Published online by Cambridge University Press: 05 March 2012
The most essential condition for achieving a fuller convertibility of currencies is a removal of the persistent disequilibrium in trade and payments between the dollar area and the rest of the world. Inconvertibility has not been the disease itself so much as a symptom of the stubborn maladjustment commonly called the dollar gap. In these circumstances discrimination in trade and exchange control has appeared to the dollar-deficit countries as a way of preventing their mutual trade from being strangled by restrictions imposed on payments grounds on imports from the dollar area.

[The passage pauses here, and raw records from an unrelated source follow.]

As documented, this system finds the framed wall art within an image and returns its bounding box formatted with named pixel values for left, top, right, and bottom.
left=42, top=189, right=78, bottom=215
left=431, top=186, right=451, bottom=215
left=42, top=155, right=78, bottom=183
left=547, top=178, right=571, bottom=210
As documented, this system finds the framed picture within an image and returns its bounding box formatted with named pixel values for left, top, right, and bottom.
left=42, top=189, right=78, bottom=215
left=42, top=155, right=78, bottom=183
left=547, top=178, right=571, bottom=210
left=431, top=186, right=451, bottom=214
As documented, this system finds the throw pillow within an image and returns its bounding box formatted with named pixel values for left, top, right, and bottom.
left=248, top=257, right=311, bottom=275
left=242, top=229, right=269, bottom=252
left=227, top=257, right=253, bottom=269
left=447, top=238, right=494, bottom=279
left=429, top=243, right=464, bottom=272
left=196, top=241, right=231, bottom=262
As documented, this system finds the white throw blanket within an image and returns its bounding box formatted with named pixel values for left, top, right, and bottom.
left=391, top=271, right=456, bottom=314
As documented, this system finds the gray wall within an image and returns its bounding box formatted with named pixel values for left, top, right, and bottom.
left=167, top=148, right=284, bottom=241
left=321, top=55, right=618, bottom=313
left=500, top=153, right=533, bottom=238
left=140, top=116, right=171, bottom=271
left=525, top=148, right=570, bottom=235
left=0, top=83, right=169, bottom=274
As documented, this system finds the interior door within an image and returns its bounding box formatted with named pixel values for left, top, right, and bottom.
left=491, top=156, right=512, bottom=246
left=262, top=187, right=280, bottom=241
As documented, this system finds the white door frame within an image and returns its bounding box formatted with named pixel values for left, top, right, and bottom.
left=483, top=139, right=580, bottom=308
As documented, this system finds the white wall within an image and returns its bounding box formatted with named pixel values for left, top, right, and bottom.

Absence of such maladjustment as a prerequisite to convertibility is particularly important for a currency like sterling, in which some 40 or 50 per cent of the world's trade is conducted. The pound sterling, being a world currency, would, if it were made more fully convertible, inevitably feel some of the strain of the world's dollar disequilibrium, even if the dollar position of Britain herself or the sterling area as a whole had been brought into balance.
But now, as we take a new look at the dollar gap, we find that it seems to have closed. Since the middle of 1952 the current account of the United States balance of payments has been practically in equilibrium: United States exports and imports of goods and services have almost exactly balanced. For a statistical account of this remarkable change I refer to the Federal Reserve Bulletin of October 1953.